To a T
Exactly; properly. Often used in the phrase 'suits to a T'.
'To a T', which is sometimes written 'to a tee', is an old phrase and is first recorded in James Wright's satire The Humours and conversations of the town, 1693:
"All the under Villages and Towns-men come to him for Redress; which he does to a T."
It is difficult to determine the origin of this phrase. It would be helpful to know the correct spelling; 'T' or 'tee'. The proposed derivations that assume the latter are:
The phrase derives from the sports of golf or curling, which have a tee as the starting or ending point respectively. The curling usage would seem to match the meaning better as the tee is the precise centre of the circle in which players aim to stop their stones. However, neither sport is referred to in any of the early citations of the phrase and there's really no evidence to support either derivation apart from use of the word 'tee'. The 'to a tee' version isn't recorded at all until 1771 when J. Giles used it in his Poems:
"I'll tell you where You may be suited to a tee."
John Jamieson, in the etymological dictionary Jamieson's Dictionary of the Scottish Language, 1867, records 'to a tee' as 'to a tittle'. If even a 19th century Scots lexicographer doesn't support the Scottish sports origin they would seem to lack credibility.
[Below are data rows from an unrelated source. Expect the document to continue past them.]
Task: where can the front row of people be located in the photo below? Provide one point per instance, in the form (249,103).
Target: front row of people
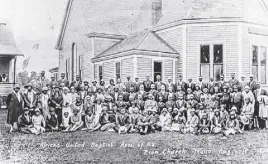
(133,120)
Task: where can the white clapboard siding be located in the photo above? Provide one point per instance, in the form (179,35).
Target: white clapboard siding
(127,69)
(174,39)
(168,70)
(144,68)
(196,35)
(108,68)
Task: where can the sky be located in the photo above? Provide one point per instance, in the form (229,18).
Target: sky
(36,25)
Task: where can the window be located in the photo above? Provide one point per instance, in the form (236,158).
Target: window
(211,61)
(258,65)
(157,69)
(80,65)
(117,71)
(67,68)
(100,73)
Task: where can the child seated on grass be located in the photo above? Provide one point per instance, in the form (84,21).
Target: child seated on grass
(75,122)
(52,121)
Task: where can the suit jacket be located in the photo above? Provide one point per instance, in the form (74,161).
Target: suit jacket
(192,86)
(147,85)
(27,101)
(172,85)
(183,85)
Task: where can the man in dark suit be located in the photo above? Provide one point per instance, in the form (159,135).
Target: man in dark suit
(63,80)
(182,83)
(147,84)
(169,84)
(252,83)
(191,84)
(201,84)
(30,99)
(233,81)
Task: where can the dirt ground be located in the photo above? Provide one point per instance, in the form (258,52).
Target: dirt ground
(109,147)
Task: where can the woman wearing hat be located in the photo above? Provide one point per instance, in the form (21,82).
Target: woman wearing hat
(14,103)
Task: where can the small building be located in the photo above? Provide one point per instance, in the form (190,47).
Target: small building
(8,57)
(189,38)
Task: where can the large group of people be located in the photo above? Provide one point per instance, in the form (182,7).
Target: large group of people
(215,107)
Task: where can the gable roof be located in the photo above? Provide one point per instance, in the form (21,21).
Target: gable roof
(7,42)
(247,10)
(145,40)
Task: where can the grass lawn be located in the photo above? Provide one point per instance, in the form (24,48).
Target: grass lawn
(109,147)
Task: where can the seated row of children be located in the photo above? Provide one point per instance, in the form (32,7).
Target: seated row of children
(134,120)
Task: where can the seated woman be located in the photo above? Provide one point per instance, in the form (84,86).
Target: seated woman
(165,120)
(143,123)
(246,116)
(192,122)
(216,125)
(107,119)
(24,121)
(76,122)
(204,125)
(52,121)
(122,122)
(232,126)
(38,123)
(90,124)
(178,121)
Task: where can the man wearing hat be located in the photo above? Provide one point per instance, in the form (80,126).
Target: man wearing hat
(14,103)
(233,81)
(201,84)
(136,85)
(128,84)
(94,86)
(252,83)
(182,83)
(147,84)
(44,80)
(190,84)
(63,80)
(76,83)
(43,101)
(30,98)
(170,84)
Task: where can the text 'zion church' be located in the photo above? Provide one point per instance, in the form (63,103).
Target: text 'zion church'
(135,38)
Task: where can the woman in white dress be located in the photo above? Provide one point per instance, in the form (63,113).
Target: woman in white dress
(67,101)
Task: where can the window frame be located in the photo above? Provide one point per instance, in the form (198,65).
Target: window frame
(259,45)
(211,57)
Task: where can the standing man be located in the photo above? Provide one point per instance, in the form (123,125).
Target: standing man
(137,85)
(76,84)
(170,85)
(147,84)
(252,83)
(158,83)
(201,84)
(30,99)
(14,103)
(128,84)
(182,83)
(63,80)
(242,83)
(233,81)
(190,84)
(44,80)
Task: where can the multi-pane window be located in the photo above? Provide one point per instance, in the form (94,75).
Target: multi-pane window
(117,71)
(100,73)
(80,66)
(157,69)
(211,61)
(258,63)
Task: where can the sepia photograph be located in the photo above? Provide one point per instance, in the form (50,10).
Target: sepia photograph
(133,81)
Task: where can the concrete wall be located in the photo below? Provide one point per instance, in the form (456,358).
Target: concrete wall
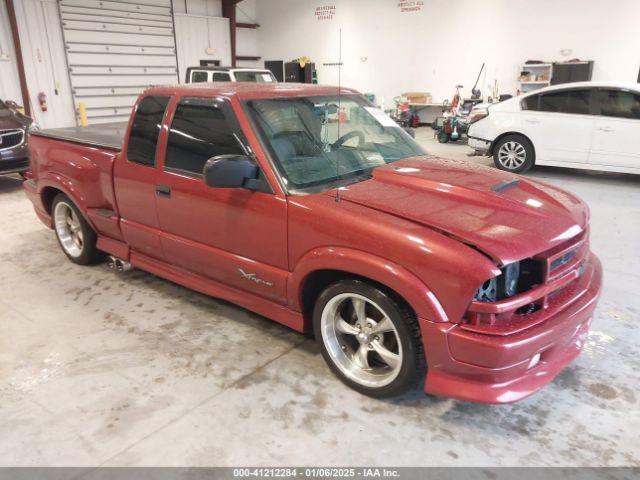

Given Wright's earliest 'to a T' usage and the lack of evidence to support the 'tee' version, it is safe to assume the proper spelling is 'to a T'. So, what T was meant? Again, there are alternatives; 'T-shirt', or 'T-square', or some abbreviation of a word starting with T.
'T-shirt' is clearly as least 300 years too late, has no connection with the meaning of the phrase and can't be taken as a serious contender.
'T-square' has more going for it, in that a T-square is a precise drawing instrument, but also lacks any other evidence to link it to the phrase.
The first letter of a word. If this is the derivation then the word in question is very likely to be 'tittle'. A tittle is a small stroke or point in writing or printing and is now best remembered via the term jot or tittle. The best reason for believing that this is the source of the 'T' is that the phrase 'to a tittle' existed in English more than a century before 'to a T', with the same meaning. For example, in Edward Hall's Chronicles, circa 1548, we find:
"I then... began to dispute with my selfe, little considerynge that thus my earnest was turned euen to a tittyl not so good as, estamen."
When there isn't a definitive origin and there are several proposed derivations, the wisest course is to list the possibilities and leave it at that. In this case, although there is no smoking gun, the 'to a tittle' derivation would probably stand up in court as 'beyond reasonable doubt'.